«ON PENSE traditionnellement qu’une maladie héréditaire est causée par la transmission d’une mutation dans notre code ADN», explique le Dr Suet Yi Leung, chercheur à l’université de Hong Kong. «Nous avons montré maintenant que le motif de méthylation peut également être transmis et causer une maladie héréditaire humaine, dont le cancer. Etant donné que l’examen des méthylations requiert des techniques spéciales et que leur existence peut nous échapper si l’on teste l’ADN uniquement dans les cellules sanguines, il faut réexaminer dans quelle mesure ce processus pourrait être impliqué dans les maladies héréditaires humaines. »
Le cancer colorectal héréditaire non polyposique (ou syndrome Hnpcc), syndrome familial caractérisé par une susceptibilité augmentée de faire plusieurs cancers, notamment celui du côlon, est causé par la mutation germinale d’un des gènes MMR (principalement MSH2 et MLH1), gènes de réparation de l’ADN lors de la réplication (MisMatch Repair). Ces mutations prennent généralement la forme d’une mutation permanente du code de l’ADN, trouvée dans chaque cellule de l’organisme, et transmise à la descendance de manière prévisible. Une simple prise de sang permet de confirmer la présence ou non de la mutation. Toutefois, un petit nombre de familles atteintes du syndrome Hnpcc ne présente aucune mutation des gènes MMR.
Comme un interrupteur.
L’équipe chinoise dirigée par le Pr Suet Yi Leung et le Dr Yuen a étudié ces familles et découvert un nouveau mécanisme de cancer colorectal héréditaire : une méthylation transmis- sible du promoteur du gène MSH2.
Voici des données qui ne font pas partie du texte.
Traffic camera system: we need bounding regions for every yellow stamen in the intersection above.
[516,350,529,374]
«Le promoteur d’un gène (une courte séquence d’ADN souvent en amont du gène) est comme un interrupteur qui contrôle l’activation ou l’inactivation du gène, explique le Dr Leung, et sa méthylation le verrouille en position d’inactivation permanente, ce qui neutralise le gène. » La méthylation du promoteur du gène MLH1, survenant comme un événement somatique c’est-à-dire seulement dans les cellules tumorales, est responsable de la majorité des cancers colorectaux sporadiques associés à une instabilité des microsatellites. Une méthylation du promoteur du gène MLH1 a également été observée dans les cellules germinales de quelques individus censés être affectés de cancer colorectal héréditaire, mais cette épimutation n’a jamais été retrouvée chez d’autres membres de leur famille, et la transmission d’une modification épigénétique chez l’homme n’a jamais été observée.
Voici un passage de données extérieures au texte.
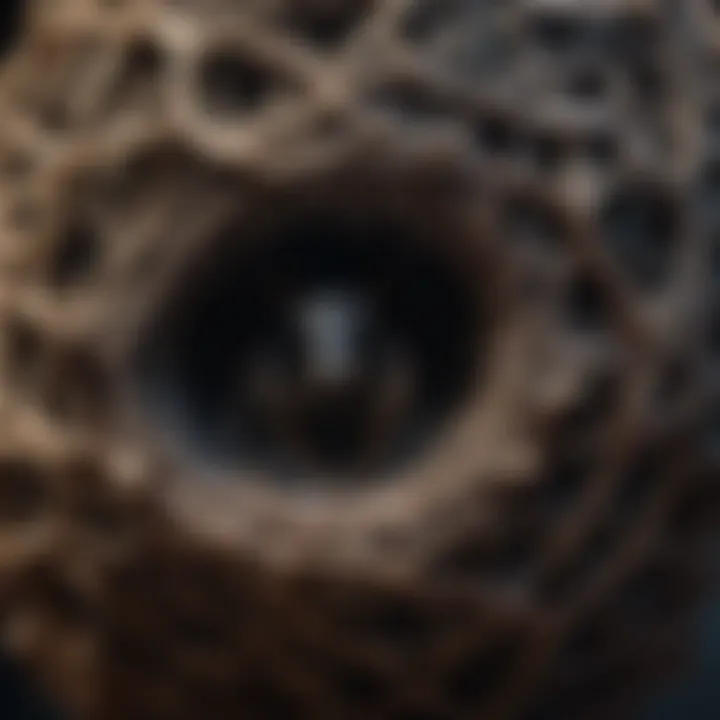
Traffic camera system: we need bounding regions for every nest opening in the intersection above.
[138,205,485,477]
«On croyait que la méthylation ne pouvait pas être transmise à la descendance et qu’elle ne pouvait donc causer aucune maladie héréditaire, explique le Dr Leung, parce que le profil de méthylation de nos cellules est effacé et reprogrammé durant la formation des cellules germinales et de nouveau durant le développement embryonnaire précoce. »
L’équipe a recherché la présence de la méthylation chez 31 familles affectées de cancer colorectal familial avec instabilité des microsatellites, qui ne présentaient aucune mutation décelable des gènes MMR.
Sur trois générations successives.
«Nous avons constaté, dans une famille, la transmission, sur troisgénérations successives, d’une méthylation du promoteur du gène MSH2 chez plusieurs membres de la famille. Trois individus porteurs de méthylation ont déjà développé un cancer colorectal précoce ou des cancers de l’utérus. »«Cela représente le premier cas documenté de méthylation transmissible responsable d’un cancer héréditaire chez les humains. » «Fait plus important: nous avons découvert que la méthylation n’est pas présente de manière égale dans toutes les cellules du corps (état mosaïque). La méthylation est abondante dans les cellules du côlon, ce qui cause la prédisposition au cancer du côlon; mais elle est rare dans les cellules sanguines, et leur existence est donc difficilement décelable au moyen du test sanguin standard utilisé pour effectuer le test génétique.»
Les chercheurs soulignent les profondes implications, pour le diagnostic génétique des autres syndromes héréditaires, de la survenue de ce type de transmission épigénétique germinale dans d’autres gènes.
« Nature Genetics », 3 septembre 2006, doi : 10.1038/ng1866.